Question

I used the OWLGrinder to create the assembly and imported the library into my project. That works fine. Now I want to write my own set of classes. Therefore I extended these with the equivalent of the assembly. But it just doesn't work.

The ontology holds a class named ManagementObject.

I created another Class (C#) called RealWorldObject:

public class RealWorldObject : ManagementObject
    {
        public RealWorldObject(string uri) : base(uri) { }
        public RealWorldObject(string uri, RdfDocument rdfdocument) : base(uri, rdfdocument) { }
        public RealWorldObject(RdfDocument rdfdocument) : base(rdfdocument) { }

        public String getClassName()
        {
            return this.OwlClassName;
        }
        public static RdfDocument addRealWorldObjectIndividualt(RdfDocument rdfDocument)
        {
            Vehicle vehicle = new Vehicle("vehicle1", rdfDocument);

            FixedEvent fxE1 = new FixedEvent("autoGekauft", rdfDocument);
            fxE1.agent = new xmlns.com.foaf._01.Person("robert", rdfDocument);

            vehicle.hasFixedEvent = fxE1;

            return rdfDocument;
        }

Which leads to the error:

ObjectManagement.Object.RealWorldObject does declare one (and only one) OwlClassAttribute. This is an implementation bug of the plugin.

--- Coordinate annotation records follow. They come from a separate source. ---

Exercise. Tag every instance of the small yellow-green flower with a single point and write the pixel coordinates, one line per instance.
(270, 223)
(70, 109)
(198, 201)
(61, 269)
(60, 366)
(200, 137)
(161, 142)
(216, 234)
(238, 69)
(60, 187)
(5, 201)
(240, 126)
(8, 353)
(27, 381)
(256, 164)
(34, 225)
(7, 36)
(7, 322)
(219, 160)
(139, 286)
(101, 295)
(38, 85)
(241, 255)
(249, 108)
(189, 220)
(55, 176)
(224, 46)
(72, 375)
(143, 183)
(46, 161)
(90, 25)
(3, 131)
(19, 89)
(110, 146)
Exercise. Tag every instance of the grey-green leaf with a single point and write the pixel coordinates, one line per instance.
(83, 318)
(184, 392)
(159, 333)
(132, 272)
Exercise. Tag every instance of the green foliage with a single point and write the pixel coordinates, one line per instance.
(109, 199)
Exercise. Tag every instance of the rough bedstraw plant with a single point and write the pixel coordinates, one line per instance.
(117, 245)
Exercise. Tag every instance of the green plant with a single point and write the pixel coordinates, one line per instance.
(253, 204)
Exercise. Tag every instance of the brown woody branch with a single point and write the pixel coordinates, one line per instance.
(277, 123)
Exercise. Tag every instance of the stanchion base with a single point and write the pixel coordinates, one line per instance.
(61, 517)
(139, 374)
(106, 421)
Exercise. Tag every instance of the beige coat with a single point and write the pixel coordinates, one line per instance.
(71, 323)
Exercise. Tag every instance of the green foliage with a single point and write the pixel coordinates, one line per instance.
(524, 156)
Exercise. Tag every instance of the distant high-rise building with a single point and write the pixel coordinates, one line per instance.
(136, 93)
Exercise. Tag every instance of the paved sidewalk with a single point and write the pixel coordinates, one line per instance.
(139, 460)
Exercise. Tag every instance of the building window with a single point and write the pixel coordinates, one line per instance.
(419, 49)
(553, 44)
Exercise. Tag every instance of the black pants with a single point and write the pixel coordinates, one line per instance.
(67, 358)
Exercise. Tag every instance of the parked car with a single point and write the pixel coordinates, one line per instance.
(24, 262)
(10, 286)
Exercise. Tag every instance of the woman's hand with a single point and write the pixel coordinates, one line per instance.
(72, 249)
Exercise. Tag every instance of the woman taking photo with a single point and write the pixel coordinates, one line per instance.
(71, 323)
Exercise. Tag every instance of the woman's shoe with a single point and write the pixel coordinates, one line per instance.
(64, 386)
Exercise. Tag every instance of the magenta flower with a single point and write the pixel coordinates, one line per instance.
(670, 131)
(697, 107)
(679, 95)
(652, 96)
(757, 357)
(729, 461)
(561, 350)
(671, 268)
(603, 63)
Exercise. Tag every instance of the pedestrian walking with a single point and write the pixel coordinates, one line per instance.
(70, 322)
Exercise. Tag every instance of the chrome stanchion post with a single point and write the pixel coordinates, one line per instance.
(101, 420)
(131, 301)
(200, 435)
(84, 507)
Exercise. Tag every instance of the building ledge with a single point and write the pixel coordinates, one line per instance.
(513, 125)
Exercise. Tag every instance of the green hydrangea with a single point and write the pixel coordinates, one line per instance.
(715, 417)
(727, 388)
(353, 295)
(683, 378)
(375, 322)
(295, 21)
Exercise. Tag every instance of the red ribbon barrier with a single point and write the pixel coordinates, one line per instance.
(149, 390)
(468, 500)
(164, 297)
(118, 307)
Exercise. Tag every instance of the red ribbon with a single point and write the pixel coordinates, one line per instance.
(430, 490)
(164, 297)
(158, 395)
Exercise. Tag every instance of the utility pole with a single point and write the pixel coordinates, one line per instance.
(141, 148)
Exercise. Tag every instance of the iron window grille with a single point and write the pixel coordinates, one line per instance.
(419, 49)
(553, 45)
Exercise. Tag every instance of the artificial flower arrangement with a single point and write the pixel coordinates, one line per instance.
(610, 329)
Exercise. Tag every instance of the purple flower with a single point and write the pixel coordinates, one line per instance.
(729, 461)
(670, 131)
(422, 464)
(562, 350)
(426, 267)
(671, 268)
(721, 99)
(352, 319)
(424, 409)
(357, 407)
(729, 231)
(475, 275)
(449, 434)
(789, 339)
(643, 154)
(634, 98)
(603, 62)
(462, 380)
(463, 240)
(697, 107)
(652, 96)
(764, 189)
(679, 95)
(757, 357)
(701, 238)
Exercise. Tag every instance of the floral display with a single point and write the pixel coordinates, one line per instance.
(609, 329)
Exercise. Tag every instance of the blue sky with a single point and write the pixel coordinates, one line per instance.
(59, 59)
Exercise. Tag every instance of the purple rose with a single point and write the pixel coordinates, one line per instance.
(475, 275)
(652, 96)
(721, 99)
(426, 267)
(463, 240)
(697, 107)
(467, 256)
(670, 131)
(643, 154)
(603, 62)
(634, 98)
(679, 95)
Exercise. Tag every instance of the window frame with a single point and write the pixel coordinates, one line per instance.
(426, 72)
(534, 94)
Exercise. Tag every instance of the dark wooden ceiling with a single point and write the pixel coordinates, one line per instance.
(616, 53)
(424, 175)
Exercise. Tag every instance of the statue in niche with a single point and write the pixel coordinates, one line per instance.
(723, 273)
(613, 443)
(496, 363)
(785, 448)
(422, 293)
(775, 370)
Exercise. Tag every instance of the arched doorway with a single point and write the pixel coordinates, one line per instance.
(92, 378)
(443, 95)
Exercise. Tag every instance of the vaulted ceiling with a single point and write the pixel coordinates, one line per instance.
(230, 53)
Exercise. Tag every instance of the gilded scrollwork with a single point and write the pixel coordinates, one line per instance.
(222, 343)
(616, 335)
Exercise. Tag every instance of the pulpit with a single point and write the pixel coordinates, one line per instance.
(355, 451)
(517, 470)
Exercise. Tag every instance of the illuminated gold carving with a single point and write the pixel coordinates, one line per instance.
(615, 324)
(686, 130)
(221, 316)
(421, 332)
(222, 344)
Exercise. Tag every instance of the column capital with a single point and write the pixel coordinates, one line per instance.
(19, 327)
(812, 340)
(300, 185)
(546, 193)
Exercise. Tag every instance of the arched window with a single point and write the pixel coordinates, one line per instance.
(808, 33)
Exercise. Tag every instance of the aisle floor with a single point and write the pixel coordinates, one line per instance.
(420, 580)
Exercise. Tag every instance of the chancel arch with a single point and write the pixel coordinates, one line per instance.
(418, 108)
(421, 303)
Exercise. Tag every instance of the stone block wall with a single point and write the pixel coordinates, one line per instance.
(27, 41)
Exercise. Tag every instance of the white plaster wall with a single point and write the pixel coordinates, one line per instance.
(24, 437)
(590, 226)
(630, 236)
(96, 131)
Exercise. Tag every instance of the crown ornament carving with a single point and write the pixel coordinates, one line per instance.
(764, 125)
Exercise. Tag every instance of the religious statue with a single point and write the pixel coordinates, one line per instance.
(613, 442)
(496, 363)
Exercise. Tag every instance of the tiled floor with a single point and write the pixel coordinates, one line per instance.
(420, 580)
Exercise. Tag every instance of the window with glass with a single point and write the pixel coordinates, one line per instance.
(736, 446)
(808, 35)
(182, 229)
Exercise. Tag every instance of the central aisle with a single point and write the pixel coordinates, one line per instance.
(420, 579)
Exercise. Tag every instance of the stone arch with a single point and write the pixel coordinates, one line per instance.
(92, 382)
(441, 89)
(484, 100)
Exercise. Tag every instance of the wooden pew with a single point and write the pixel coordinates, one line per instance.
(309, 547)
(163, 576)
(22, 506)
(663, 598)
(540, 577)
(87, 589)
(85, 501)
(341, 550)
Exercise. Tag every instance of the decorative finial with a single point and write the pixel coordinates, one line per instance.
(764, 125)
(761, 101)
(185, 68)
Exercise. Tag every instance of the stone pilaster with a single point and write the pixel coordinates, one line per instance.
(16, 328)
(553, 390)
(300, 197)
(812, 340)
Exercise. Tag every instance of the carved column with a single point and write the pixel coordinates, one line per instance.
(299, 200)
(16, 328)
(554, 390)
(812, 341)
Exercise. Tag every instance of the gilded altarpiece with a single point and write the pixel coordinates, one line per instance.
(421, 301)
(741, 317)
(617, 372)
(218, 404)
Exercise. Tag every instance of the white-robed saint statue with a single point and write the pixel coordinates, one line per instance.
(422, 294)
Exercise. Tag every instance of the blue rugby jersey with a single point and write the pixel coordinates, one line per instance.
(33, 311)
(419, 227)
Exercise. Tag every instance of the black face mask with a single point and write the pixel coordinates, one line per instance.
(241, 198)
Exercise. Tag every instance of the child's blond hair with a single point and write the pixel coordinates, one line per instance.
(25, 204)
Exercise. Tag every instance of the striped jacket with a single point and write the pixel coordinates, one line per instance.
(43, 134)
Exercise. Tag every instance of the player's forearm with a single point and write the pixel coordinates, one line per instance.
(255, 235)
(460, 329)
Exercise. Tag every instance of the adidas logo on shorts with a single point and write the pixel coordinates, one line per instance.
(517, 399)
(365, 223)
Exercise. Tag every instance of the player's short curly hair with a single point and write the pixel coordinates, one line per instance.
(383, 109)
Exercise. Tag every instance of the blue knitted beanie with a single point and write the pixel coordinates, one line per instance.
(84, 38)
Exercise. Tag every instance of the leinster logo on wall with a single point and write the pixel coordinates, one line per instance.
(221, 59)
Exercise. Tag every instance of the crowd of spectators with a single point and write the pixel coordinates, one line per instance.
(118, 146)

How else should I extend the generated classes by the OWLGrinder. Thx it is a long time ago that I used C#, so I'm kind of rusty.

Was it helpful?

Solution

The auto-generated classes produced by OwlGrinder.exe have not been designed for inheritance in mind. I am not saying it is wrong, it is just not designed for that. The auto-generated classes contain plenty of metadata defined as class attributes and inheritance hides all of that. The infrastructure counts on the presence of these attributes and if they are hidden, you get these runtime error messages.

Using Visual Studio Object Browser, take a look of the attributes over the auto-generated classes. OwlClassAttribute, SubClassOfAttribute, LightVersionAttribute are certainly mandatory. You may simply copy/paste the class attributes of ManagementObject on the top of your RealWorldObject class. I assume, it will work. But again, you might bump into additional show stoppers, as you do not follow the default routes ROWLEX has been designed for. This is a bit living on the edge :)

Instead of inheritance, you might consider reverse engineering your auto-generated assembly to C# using Reflector or other tools. Having the source code in your hand, you may modify the generated classes directly. You might make your ManagementObject class partial, and implement your additional methods in a separate file.